The kneejerk nationalist response to the pandemic is not surprising. Although the coronavirus, like climate change, knows no borders, most people identify themselves as citizens of their own country. We are almost all nationalists at heart—or patriots, if you prefer.
Moreover, it is hard to imagine an alternative to the current international order based on sovereign states. Historians generally view the creation of the current state system as a key contributor to a less violent world in which more people lead better lives than ever before. Indeed, the economist Dani Rodrik has argued that the nation-state is a prerequisite for liberal democracy, and democracy could not possibly work at the global level.
At the same time, however, the pandemic has reminded us that we are heavily dependent on cooperation among states. Such cooperation can be explicit, as with trade agreements, or implicit, such as in managing global financial risk or meeting the goals of the Paris climate agreement. Today, a failure to collaborate in tackling COVID-19 will threaten all of us, because everyone is vulnerable to the virus until no one is.
Likewise, combating the destructive nationalism personified by Trump requires that good citizens of every country push their governments to cooperate and support multilateral institutions, and work to capture the benefits of adhering to agreed international rules and norms. In this century, as never before, such efforts would be in the interest of all countries and their citizens.

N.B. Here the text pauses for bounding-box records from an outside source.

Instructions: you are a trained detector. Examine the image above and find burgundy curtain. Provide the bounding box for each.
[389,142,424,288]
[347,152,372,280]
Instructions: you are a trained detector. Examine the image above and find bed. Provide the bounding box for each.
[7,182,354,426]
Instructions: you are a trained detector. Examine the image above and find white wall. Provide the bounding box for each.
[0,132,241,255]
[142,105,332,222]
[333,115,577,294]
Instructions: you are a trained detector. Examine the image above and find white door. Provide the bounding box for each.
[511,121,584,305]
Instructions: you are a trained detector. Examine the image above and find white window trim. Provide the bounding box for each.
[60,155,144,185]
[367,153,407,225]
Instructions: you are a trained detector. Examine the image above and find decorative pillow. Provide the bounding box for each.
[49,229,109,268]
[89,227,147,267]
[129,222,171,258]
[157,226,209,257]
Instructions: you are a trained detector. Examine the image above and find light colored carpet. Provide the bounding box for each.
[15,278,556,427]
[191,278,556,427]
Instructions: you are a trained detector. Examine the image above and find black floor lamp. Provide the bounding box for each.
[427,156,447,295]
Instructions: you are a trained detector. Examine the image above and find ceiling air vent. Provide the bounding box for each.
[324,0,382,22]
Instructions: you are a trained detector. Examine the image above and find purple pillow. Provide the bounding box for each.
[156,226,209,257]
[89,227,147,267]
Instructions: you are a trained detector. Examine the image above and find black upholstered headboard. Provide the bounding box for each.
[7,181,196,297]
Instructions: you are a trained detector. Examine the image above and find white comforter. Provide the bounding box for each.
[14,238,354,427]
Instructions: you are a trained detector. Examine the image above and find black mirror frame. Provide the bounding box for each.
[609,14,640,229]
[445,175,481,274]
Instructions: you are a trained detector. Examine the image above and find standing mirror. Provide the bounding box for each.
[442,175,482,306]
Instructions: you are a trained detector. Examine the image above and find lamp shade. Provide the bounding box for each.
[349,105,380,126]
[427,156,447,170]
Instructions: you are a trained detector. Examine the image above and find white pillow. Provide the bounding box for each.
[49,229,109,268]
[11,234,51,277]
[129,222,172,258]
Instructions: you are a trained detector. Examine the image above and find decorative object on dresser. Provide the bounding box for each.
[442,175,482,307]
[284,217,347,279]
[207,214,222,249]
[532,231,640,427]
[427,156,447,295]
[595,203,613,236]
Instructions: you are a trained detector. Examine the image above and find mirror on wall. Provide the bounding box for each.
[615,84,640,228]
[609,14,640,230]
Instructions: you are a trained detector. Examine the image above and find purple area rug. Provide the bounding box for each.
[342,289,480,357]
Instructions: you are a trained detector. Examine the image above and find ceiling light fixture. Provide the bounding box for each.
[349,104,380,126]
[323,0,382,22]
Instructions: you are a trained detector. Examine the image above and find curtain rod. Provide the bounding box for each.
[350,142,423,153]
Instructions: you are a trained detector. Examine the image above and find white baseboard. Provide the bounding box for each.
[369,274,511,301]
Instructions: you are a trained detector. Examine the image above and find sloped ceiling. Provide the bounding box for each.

Fortunately, identifying primarily as a citizen of one’s own country does not exclude identifying also as a global citizen. In the late 2000s, for example, more than 80% of survey respondents in 17 developed countries agreed that they had “a moral responsibility to work to reduce hunger and severe poverty in poor countries.”
We all benefit from the work of the WHO, the IMF, the G7, and the G20, and when these organizations falter, it is not their weakness we should blame, but rather the failure of their most powerful member countries to keep them strong. And just as the pandemic is creating a sense of solidarity among US citizens, it can teach people everywhere to make the mental leap beyond their national borders and embrace the idea of global solidarity.
US citizens must take the lead in this effort. Americans are accustomed to seeing their government lead during global crises—as President George W. Bush’s administration did in combating AIDS, and as Barack Obama’s administration did in tackling the global financial crisis and the Ebola epidemic. They must now demand that the Trump administration combat the pandemic with a strategy that balances America’s national interests with its indispensable international reach and capacity.
The US is no longer the global hegemon, but its leadership is still the world’s best option in the current crisis. If ever there was a time to put that proposition to the test, it is now.